Em um cenário de dívida elevada, essa questão ganha ainda mais importância, porque a sustentabilidade da CAPREMI dependerá não apenas do recebimento das parcelas, mas também do equilíbrio entre contribuições, despesas com benefícios e novas obrigações previdenciárias.
CAPREMI terá dois grandes desafios
A previdência municipal terá, portanto, dois grandes desafios pela frente.
O primeiro será receber regularmente os valores previstos no parcelamento.
O segundo será manter o equilíbrio financeiro e atuarial do regime, evitando que novos débitos sejam acumulados.
Isso significa que o município precisará administrar simultaneamente uma dívida histórica elevada e as obrigações previdenciárias que continuarão surgindo nos próximos anos.
A pergunta que permanece é:
Como garantir que a CAPREMI receba os valores do acordo e, ao mesmo tempo, tenha recursos suficientes para honrar os benefícios atuais e futuros?
Fiscalização deverá ser permanente
Diante de uma dívida que pode chegar a R$ 164,4 milhões, o acompanhamento do acordo deverá ser permanente.
A Câmara Municipal, os órgãos de controle, os servidores públicos e a própria população terão papel importante na fiscalização da execução do parcelamento.
Mais do que acompanhar a aprovação da lei, será necessário verificar se o compromisso está sendo cumprido na prática.
A cada ano, será possível observar se o município está pagando as parcelas, se novas dívidas estão surgindo e se a situação previdenciária está efetivamente melhorando.
O que a população deverá acompanhar?
Nos próximos anos, alguns indicadores serão fundamentais para avaliar o resultado do acordo:
✔️ Pagamento das parcelas dentro dos prazos;
✔️ Valor efetivamente desembolsado pelo município;
✔️ Evolução do saldo da dívida;
✔️ Incidência do INPC e dos juros;
✔️ Funcionamento da garantia vinculada ao FPM;
✔️ Situação da Certidão de Regularidade Previdenciária (CRP);
✔️ Evolução da arrecadação da CAPREMI;
✔️ Número de servidores vinculados ao RPPS;
✔️ Impactos de futuros concursos públicos;
✔️ E, principalmente, se novas dívidas previdenciárias serão evitadas.
Um compromisso para 25 anos
A aprovação do Projeto de Lei nº 012/2026 coloca Itabela diante de um compromisso financeiro que poderá se estender por 25 anos.

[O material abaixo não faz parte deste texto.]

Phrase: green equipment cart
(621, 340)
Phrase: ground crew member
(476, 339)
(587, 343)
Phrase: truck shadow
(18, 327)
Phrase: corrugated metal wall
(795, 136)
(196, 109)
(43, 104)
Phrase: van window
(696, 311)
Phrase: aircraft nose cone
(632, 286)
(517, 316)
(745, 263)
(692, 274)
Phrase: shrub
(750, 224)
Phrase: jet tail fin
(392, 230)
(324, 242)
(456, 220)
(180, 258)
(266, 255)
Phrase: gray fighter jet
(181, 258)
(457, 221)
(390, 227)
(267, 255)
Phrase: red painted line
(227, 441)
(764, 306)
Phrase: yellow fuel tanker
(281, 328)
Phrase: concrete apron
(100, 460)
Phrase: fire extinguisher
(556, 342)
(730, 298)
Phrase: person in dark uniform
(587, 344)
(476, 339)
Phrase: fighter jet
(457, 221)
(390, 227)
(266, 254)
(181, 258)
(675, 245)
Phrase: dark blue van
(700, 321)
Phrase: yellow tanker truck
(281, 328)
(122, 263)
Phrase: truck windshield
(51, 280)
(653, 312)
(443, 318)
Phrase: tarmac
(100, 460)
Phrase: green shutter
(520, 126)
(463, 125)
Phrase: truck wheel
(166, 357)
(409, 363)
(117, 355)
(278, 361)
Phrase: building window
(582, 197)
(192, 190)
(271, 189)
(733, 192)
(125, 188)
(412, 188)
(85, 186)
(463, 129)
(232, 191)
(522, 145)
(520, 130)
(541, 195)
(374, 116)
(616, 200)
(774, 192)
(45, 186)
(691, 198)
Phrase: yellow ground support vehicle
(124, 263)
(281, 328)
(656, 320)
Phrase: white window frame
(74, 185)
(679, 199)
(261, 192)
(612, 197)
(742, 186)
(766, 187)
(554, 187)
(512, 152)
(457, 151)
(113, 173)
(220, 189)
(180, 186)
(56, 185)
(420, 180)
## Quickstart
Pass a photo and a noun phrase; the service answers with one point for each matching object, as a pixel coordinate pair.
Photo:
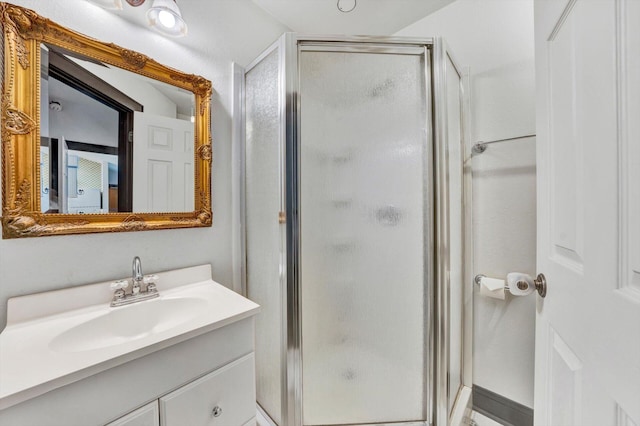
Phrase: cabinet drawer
(229, 392)
(144, 416)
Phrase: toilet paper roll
(520, 284)
(492, 287)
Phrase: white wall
(39, 264)
(495, 38)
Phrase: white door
(163, 174)
(588, 109)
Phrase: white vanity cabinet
(224, 397)
(171, 375)
(148, 415)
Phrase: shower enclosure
(353, 230)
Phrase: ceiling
(231, 25)
(370, 17)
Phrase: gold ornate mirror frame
(23, 31)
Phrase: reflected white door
(163, 175)
(588, 326)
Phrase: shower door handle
(541, 285)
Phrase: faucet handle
(150, 279)
(119, 285)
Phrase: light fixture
(108, 4)
(165, 16)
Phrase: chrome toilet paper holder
(540, 283)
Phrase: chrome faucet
(125, 294)
(136, 275)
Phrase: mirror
(96, 137)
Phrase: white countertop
(29, 366)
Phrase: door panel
(163, 164)
(588, 326)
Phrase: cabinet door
(146, 415)
(225, 397)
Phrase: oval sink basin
(124, 324)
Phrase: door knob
(541, 285)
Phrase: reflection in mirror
(112, 140)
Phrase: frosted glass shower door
(264, 241)
(364, 212)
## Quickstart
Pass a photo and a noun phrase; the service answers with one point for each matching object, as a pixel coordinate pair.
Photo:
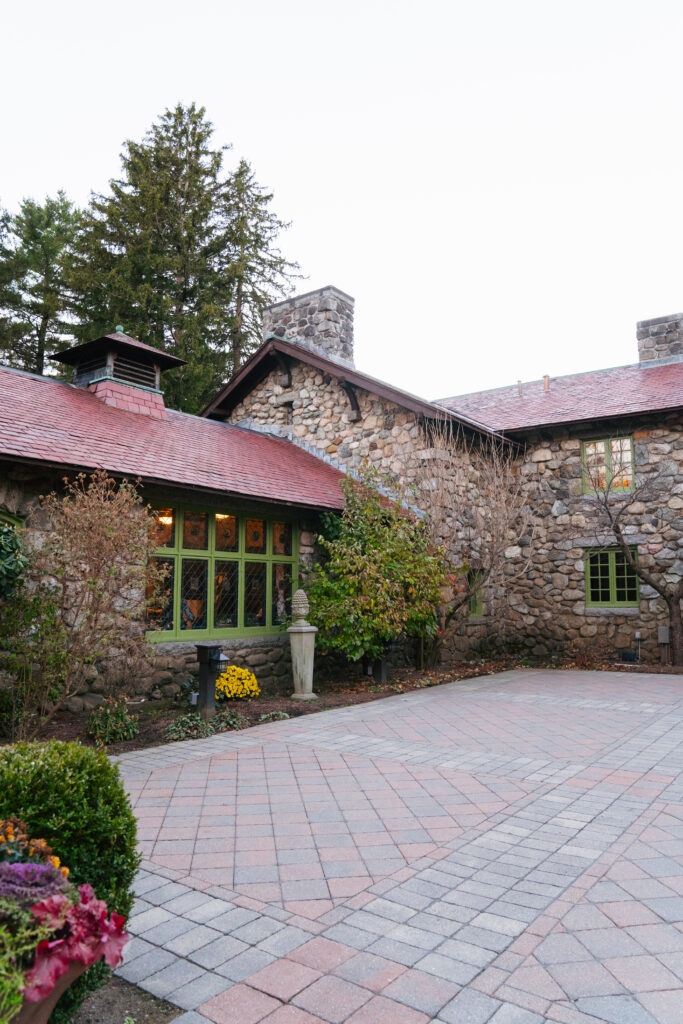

A atual administração busca estabelecer uma forma de pagamento para uma dívida previdenciária que pode chegar a R$ 164,4 milhões. Mas o sucesso da medida não será determinado apenas pela aprovação do projeto.
Será necessário que o acordo seja formalizado, que as parcelas sejam pagas regularmente e que futuras administrações mantenham o compromisso assumido.
No fim das contas, o que vai mostrar se o parcelamento funcionou não será a assinatura do acordo, mas o pagamento de cada uma das 300 parcelas.
A aprovação pela Câmara é apenas o início de um processo que poderá comprometer as finanças municipais por décadas.
Agora, o desafio é transformar o parcelamento em pagamento efetivo e impedir que uma dívida antiga dê origem a novas dívidas no futuro.
O Giro de Notícias continuará acompanhando a tramitação do projeto, eventual sanção pelo prefeito, a formalização do acordo com a CAPREMI, a situação da CRP e os pagamentos que forem realizados pelo município.